McDonald's responded by doing away with the Super Size jumbo portions, introducing more salads and giving away pedometers, which were intended to encourage guzzlers of cheeseburgers to take a little exercise.

After 30 years, McDonald's restaurants are as familiar as older British retail institutions such as, say, Marks & Spencer. Now we have another American import to get used to: therapy.

According to a report released on Monday by the Future Foundation, our stiff upper lips are quivering as once-reserved Brits pour out their emotions in therapy sessions.

It is a myth that Britons are afraid of therapy, says the report. No longer suppressed and uptight, we are happy to confess all to a stranger, often spending thousands of pounds in the process.

In trying to work out what I think about this, I shall start with a few negative concerns. If more than eight in ten people think therapy is acceptable in certain circumstances, doesn't that imply we are turning into a nation of self-obsessed worriers?

If so, and to stay in the negative groove for a moment, there is surely a danger that we have imported the American trend towards the Super Size Ego. In burger terms, this is the Jumbo Me, in which everything about the self can be magnified, prodded and paraded, endlessly examined and fretted over.

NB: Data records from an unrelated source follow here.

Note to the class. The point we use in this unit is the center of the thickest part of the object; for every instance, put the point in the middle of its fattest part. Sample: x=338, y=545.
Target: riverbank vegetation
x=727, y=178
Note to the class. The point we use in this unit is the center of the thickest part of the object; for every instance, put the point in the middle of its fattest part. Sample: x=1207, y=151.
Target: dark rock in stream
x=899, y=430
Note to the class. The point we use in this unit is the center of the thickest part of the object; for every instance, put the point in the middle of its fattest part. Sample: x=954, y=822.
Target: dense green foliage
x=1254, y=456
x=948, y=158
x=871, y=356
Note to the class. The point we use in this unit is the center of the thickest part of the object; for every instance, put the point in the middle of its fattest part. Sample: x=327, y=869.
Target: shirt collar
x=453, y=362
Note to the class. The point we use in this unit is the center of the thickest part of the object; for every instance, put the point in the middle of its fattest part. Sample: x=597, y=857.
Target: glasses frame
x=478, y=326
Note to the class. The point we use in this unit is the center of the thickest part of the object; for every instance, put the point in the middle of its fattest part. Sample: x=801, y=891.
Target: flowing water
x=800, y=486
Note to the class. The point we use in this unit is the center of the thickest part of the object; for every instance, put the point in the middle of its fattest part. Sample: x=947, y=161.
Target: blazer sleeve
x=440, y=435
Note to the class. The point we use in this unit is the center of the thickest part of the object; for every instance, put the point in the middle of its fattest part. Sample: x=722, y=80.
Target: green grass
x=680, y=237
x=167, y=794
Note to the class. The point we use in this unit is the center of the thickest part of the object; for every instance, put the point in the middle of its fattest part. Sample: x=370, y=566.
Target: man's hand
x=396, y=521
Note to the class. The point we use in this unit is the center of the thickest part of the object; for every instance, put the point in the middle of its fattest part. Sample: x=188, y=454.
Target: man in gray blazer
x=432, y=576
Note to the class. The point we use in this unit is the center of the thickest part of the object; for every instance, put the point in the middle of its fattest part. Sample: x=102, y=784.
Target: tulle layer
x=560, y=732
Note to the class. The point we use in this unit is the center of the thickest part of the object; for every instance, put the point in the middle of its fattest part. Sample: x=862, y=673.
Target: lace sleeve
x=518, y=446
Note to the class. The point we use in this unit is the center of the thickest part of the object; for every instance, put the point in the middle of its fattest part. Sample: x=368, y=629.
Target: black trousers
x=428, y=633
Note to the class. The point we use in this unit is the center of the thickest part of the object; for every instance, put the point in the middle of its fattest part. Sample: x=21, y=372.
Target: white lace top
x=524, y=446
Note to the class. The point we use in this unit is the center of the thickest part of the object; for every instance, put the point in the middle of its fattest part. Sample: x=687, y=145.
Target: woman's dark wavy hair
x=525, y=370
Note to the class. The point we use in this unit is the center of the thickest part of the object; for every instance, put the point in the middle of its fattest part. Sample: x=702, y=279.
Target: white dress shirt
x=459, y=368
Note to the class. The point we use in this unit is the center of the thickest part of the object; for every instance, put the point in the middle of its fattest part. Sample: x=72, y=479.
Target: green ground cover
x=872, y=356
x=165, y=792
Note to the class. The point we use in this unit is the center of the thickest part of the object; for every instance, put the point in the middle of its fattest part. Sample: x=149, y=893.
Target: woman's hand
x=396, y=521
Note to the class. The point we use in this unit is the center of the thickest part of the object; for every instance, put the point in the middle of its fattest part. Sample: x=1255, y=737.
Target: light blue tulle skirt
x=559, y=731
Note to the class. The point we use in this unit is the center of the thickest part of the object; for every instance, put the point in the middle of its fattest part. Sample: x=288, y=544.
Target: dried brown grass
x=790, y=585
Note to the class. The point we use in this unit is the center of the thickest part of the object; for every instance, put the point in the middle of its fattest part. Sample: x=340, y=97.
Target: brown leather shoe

Confessional television, another import from the US, is said to partly explain our love for therapy. Where once confession was a private religious ritual for Catholics, now it has become entertainment, with people willingly going on television to parade their sinful eccentricities.

Stress is to blame also and that's a worry because stress can be a real problem. If one person's stress is likely to have a specific cause, more general anxiety is said to do harm too, especially among those who subscribe to the myth of decline and convince themselves that life is getting steadily worse.

Anyone suffering from such anxieties is now more likely to speak to a therapist about their difficulties. This worries me in many ways, not least because it seems we are too willing to get everyday problems out of proportion. People have always had corrosive doubts about themselves, who they are, what they do - it's part of being human.

That said, some therapy is clearly helpful and should not be disparaged. Even a Mafia boss feels the need the unburden himself in TV's The Sopranos.

To date, my own preferred therapy comes in assorted dull and happy shapes: family, friends, making bread, reading, listening to music, playing the guitar, running and the occasional bottle-shaped therapy session at the weekend.

Perhaps one day all that won't be enough. So I can't be entirely down on therapy, but all this rampant self-obsession still alarms me. Let's hope that 30 years down the line, we aren't starting to worry about what we are doing to our minds - and our wallets.